Citrus Smoked Salmon
Cooking Time: 1 hour (not including time to start the smoker)
Serves: 8 or more, depending how much fish you put in the tacos
1 small side of wild salmon, about 2 lbs.*
approximately 1/2 lb. applewood chips, for smoking the salmon
- 1 tsp. fresh cracked black pepper
- 1 tsp. sea salt
- 1 tsp. orange zest
- 3/4 tsp. ground ginger
- 1/2 tsp. garlic powder
- 1/2 tsp. crushed cayenne pepper (feel free to use a little less)
- 1/2 tsp. fresh thyme
- 1/4 tsp. coriander seed
Soak applewood chips and start the smoker.
Combine spices together, and rub onto salmon.
Put salmon on the smoker, skin side down, and smoke at 225 degrees for an hour. If you want a more pronounced smoky flavor, leave the salmon on another 30-60 minutes. Take the salmon off the grill. Cut into rough chunks to put into the tacos. (I like the skin, but you can remove it if you want).
*This happened to be the nicest piece of salmon I had access to; the size is really quite arbitrary. Normally I would have bought just one small filet and made less of the spice rub.

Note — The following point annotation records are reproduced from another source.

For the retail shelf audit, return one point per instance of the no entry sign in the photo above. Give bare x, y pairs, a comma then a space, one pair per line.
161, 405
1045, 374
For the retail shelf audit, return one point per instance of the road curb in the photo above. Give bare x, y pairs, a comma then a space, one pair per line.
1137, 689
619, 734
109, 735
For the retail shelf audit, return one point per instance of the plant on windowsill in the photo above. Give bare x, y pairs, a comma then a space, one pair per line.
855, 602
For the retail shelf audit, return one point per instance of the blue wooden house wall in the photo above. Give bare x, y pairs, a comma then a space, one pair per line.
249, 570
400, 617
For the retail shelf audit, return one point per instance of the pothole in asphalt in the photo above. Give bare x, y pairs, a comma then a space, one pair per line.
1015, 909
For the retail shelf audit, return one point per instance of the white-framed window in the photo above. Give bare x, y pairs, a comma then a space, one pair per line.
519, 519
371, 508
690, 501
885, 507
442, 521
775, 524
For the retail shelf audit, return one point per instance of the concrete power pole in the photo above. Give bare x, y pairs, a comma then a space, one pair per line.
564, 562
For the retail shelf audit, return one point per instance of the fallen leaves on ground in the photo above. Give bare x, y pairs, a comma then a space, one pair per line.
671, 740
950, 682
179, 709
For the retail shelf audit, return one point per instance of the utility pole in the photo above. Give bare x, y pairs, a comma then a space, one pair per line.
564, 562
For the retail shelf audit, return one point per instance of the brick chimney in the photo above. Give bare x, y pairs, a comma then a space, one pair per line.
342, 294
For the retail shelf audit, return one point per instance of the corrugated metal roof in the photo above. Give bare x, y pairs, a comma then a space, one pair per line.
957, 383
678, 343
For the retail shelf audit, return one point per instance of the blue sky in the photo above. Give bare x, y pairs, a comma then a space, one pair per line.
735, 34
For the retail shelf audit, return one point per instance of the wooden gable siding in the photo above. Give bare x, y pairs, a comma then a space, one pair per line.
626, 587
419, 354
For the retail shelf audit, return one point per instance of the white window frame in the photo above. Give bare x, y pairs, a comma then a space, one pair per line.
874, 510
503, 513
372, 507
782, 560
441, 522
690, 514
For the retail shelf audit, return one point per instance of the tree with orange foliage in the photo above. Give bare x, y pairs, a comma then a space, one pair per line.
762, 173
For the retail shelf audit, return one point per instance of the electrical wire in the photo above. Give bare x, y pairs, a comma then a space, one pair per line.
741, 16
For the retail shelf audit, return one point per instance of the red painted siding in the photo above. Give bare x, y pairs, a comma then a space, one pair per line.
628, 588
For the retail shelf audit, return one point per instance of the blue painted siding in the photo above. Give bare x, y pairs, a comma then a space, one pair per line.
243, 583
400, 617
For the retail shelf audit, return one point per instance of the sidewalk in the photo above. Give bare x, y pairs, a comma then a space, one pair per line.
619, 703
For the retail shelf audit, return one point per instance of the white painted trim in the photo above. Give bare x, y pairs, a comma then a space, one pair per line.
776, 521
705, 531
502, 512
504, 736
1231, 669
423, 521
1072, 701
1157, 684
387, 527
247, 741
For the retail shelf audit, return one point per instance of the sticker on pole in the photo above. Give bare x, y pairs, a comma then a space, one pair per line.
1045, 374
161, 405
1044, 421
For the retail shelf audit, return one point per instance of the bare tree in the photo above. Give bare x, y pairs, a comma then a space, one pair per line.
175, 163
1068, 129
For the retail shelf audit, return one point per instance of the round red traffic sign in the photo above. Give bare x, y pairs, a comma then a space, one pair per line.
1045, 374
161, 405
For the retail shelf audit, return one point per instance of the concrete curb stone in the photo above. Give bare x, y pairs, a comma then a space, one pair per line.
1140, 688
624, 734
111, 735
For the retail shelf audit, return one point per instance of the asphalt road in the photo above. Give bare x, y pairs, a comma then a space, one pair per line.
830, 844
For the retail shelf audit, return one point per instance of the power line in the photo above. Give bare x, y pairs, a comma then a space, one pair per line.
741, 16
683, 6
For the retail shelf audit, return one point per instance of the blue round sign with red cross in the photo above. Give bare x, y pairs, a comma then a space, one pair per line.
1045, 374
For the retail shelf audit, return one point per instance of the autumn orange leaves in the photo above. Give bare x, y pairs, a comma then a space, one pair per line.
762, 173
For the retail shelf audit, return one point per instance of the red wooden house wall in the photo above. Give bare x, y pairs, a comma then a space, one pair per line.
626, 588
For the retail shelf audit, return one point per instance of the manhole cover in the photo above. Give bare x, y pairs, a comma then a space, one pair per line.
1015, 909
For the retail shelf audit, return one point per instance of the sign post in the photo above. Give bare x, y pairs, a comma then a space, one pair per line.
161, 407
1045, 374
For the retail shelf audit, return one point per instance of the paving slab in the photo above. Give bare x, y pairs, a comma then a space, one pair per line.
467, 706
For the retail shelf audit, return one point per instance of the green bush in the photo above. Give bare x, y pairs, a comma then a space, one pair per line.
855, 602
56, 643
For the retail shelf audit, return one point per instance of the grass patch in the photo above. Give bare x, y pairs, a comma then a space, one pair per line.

- 1 tbs. extra virgin olive oil
- 1 clove garlic, minced
- 1 dried cayenne chili, crushed
- 15 oz. can of tomatillos, including the liquid
- 4 tbs. apple cider vinegar
- 1/8 c. roughly chopped fresh cilantro
- 2 tsp. lime juice
- salt and pepper to taste
In a saute pan, heat up the olive oil on medium heat. Saute the garlic and crushed chilis for 2-3 minutes. Add the rest of the ingredients to the pan and simmer for 5-6 minutes (just to heat everything through and blend the flavors together). Transfer ingredients to a blender or food processor and give the sauce a few pulses, but not enough to completely puree. Season with salt and pepper. Serve hot over the salmon, or chill and serve as a cold salsa.
Roasted pumpkin pairs well with the salmon. It tastes clean and light but still has a rich sweetness. I used Sweet Meat, which I think has a great texture. You could also use butternut squash or sweet potatoes.
- 1/2 small pumpkin, with the seeds removed
- 2 tbs. olive oil
- 1/2 tsp. salt
- 1/2 tsp. fresh cracked pepper
- 1/2 tsp. garlic powder
Preheat oven to 350 degrees. Place the pumpkin, cut side up, on a cookie sheet. Brush with olive oil and sprinkle with salt, pepper and garlic powder. Roast for one hour, or until the pumpkin is completely cooked through. Remove from the oven and cool for about 10 minutes (or until it’s comfortable to handle). Slice into 1/2″ cubes.